Compte tenu du caractère éphémère de la manifestation (21 jours), l’investissement (temps, énergie, fonds) en valait-il la peine? Ne serait-ce que pour les discussions de corridor impromptues générées par l’exposition et pour la réponse enthousiaste de la communauté, la réponse ne fait pas de doute pour nous. Il n’en reste pas moins que le concept retenu pose un enjeu de pérennisation évident. Heureusement, notre exposition éphémère peut facilement être transformée en exposition itinérante; déjà, une autre faculté de l’Université de Sherbrooke a témoigné son intérêt pour accueillir l’exposition en ses murs. Et pourquoi ne pas en profiter pour la transformer en exposition numérique? Idée anodine, lancée au détour d’une conversation avec un membre de la direction universitaire, mais qui déjà résonne pour nous comme un nouveau défi irrésistible!

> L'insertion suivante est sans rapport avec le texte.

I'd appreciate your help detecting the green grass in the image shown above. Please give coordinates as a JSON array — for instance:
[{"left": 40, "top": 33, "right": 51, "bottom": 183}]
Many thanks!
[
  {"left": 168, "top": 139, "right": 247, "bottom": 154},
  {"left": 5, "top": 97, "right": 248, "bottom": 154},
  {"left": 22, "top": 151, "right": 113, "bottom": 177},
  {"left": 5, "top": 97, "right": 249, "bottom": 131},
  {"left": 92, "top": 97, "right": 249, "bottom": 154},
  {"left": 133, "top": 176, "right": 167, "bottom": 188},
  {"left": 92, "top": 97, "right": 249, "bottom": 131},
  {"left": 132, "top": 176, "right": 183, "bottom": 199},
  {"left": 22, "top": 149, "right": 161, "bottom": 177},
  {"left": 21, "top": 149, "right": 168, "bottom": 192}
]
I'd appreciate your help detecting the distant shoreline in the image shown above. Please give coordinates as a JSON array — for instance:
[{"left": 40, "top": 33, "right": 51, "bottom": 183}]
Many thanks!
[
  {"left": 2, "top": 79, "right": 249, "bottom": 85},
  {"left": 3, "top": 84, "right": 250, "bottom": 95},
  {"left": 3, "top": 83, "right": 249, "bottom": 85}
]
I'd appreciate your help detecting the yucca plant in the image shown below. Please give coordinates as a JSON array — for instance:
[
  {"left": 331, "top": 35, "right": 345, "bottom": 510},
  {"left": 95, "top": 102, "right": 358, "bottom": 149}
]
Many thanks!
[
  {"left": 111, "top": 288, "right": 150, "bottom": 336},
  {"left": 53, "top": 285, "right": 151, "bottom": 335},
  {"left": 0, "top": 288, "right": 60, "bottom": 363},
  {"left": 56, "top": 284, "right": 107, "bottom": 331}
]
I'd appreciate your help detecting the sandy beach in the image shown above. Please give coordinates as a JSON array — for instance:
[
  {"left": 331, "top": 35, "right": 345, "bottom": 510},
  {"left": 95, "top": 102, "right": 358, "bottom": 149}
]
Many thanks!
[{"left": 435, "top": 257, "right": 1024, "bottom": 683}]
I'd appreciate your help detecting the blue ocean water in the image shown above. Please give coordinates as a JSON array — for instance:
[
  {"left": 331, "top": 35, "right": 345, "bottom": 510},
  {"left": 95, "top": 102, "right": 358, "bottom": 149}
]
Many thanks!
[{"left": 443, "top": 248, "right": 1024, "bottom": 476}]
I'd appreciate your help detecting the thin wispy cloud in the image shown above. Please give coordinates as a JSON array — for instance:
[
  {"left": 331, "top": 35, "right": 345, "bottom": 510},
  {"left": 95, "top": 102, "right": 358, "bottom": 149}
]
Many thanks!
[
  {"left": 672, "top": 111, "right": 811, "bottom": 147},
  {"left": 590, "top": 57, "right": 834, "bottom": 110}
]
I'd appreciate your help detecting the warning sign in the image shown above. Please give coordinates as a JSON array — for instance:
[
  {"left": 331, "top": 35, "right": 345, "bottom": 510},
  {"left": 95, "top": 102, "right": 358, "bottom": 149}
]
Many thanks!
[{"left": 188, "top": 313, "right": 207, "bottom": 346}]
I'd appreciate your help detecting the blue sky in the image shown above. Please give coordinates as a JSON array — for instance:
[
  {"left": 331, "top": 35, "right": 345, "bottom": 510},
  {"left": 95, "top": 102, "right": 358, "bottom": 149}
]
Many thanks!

Maxime Plante est professionnel de recherche rattaché au vice-décanat à la recherche de l’École de gestion de l’Université de Sherbrooke; Julie Frédette est professionnelle de recherche rattachée au vice-décanat à la recherche de l’École de gestion de l’Université de Sherbrooke; Amélie Bourbeau est directrice adjointe à la recherche à l’École de gestion de l’Université de Sherbrooke; et Claudia Champagne est vice-doyenne à la recherche de l’École de gestion de l’Université de Sherbrooke.